POP SMOKE’S MOTHER CONSIDERS ACCEPTING MEETING WITH MURDER SUSPECT’S FAMILY

It’s been 16 months since Pop Smoke was gunned down during a botched robbery in the Hollywood Hills. But the pain Pop Smoke’s mother Audrey Jackson is experiencing likely feels just as sharp as the day she found out he’d been killed.

On Thursday (June 3), the Daily News reported Jackson was considering meeting up with the family of her son’s suspected murderer, 20-year-old Corey Walker.

Walker’s attorney Christopher Darden said, “The Walker family has asked me to contact the victim’s family so that they might speak privately. I hope to reach out to the family soon.”

Audrey Jackson, a teacher with the New York City Department of Education, hasn’t decided if she’ll be able to go through with it.

“This is new information to me,” she said. “I’ll have to learn more. I’m working on a lesson plan right now. That is my focus. I really can’t say.”

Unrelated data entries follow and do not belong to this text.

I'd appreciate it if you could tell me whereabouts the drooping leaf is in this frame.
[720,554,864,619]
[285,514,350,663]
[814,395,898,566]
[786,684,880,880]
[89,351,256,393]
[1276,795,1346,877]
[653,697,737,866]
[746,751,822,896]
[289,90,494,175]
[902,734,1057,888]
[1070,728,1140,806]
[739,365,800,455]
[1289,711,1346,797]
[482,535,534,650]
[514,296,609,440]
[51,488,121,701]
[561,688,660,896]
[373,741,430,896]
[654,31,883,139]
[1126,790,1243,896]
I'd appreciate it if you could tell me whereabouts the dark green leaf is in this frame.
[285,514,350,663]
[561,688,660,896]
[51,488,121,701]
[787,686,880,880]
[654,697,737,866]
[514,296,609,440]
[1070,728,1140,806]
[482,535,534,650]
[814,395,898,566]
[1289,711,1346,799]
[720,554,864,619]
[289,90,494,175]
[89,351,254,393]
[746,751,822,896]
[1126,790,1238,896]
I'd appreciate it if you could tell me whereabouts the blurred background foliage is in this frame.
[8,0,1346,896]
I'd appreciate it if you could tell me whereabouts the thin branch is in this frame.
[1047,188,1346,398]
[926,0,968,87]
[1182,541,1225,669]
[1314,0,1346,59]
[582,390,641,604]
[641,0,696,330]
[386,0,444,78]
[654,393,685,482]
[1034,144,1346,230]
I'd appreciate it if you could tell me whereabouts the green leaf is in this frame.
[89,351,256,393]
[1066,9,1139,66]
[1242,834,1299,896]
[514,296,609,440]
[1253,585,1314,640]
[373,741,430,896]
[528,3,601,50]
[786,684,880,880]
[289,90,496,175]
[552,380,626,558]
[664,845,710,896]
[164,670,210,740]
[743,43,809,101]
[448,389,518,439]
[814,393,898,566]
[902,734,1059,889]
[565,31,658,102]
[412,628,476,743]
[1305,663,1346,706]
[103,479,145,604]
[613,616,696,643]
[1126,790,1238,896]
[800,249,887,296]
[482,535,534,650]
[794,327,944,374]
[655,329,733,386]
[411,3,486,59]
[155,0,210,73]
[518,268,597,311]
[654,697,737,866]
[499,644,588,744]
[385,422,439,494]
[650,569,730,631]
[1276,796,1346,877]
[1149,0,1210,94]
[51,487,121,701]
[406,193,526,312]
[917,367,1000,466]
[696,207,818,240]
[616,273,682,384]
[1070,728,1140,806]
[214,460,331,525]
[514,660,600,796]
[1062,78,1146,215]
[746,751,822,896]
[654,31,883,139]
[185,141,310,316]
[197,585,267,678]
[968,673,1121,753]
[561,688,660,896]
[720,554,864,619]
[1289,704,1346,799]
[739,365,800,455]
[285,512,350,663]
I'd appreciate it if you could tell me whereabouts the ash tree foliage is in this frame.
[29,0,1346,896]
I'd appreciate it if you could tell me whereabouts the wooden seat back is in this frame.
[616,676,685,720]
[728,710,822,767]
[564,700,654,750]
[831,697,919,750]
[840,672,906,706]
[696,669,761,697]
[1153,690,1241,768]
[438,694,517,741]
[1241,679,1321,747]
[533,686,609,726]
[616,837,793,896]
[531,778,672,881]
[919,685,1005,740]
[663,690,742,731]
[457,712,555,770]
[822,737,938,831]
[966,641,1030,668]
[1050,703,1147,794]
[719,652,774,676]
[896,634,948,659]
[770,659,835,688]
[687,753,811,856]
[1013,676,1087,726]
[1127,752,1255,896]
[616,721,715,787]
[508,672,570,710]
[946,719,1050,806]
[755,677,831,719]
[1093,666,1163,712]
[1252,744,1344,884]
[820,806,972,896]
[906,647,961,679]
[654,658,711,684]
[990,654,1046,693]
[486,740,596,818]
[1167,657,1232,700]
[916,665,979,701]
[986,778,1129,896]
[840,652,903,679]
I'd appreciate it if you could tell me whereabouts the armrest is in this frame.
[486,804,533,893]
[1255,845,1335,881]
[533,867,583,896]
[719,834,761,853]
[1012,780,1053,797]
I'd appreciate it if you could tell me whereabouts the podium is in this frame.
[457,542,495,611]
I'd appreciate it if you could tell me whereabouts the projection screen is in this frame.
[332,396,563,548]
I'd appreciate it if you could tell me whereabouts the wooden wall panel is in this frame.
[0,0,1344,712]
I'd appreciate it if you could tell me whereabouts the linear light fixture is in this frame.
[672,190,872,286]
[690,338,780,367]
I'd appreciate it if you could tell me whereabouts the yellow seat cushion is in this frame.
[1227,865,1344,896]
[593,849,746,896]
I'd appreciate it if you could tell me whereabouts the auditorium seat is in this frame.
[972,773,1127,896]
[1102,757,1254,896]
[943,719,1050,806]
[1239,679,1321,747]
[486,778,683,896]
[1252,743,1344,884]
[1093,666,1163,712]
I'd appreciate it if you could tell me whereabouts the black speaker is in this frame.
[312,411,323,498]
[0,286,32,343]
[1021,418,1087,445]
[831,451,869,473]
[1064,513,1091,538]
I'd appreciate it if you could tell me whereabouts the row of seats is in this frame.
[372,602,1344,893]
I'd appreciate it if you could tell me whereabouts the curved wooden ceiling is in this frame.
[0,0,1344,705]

Darden reportedly understood the hesitation, adding, “They might need time. I will also understand if (his mom) is not inclined to have that conversation. Everything we have done and said has been done and said while keeping in mind the great respect we have for the victim and the victim’s family.”

Pop Smoke was shot and killed in February 2020, just before he was to release his historic debut album, Shoot For The Stars, Aim For The Moon. In a preliminary hearing last month, Jackson learned the alleged triggerman was a 15-year-old kid who was after Pop Smoke’s diamond-studded Rolex and gold chain.

Darden argued Walker may have been the driver that night but never entered the house and even told his younger co-defendants not to use deadly force.

“My client did not kill anyone,” he said. “Nor did he conspire to commit murder. Corey was 18. He did not kill the victim. He did not enter the home. The agreement amongst the suspects according to the DA’s evidence was that no gun was to be fired. That is in the record.”

Walker was expected to be arraigned in the murder case this week, but the hearing was postponed until July 6 as Darden awaits copies of transcripts and a formal declaration from prosecutors they won’t seek the death penalty.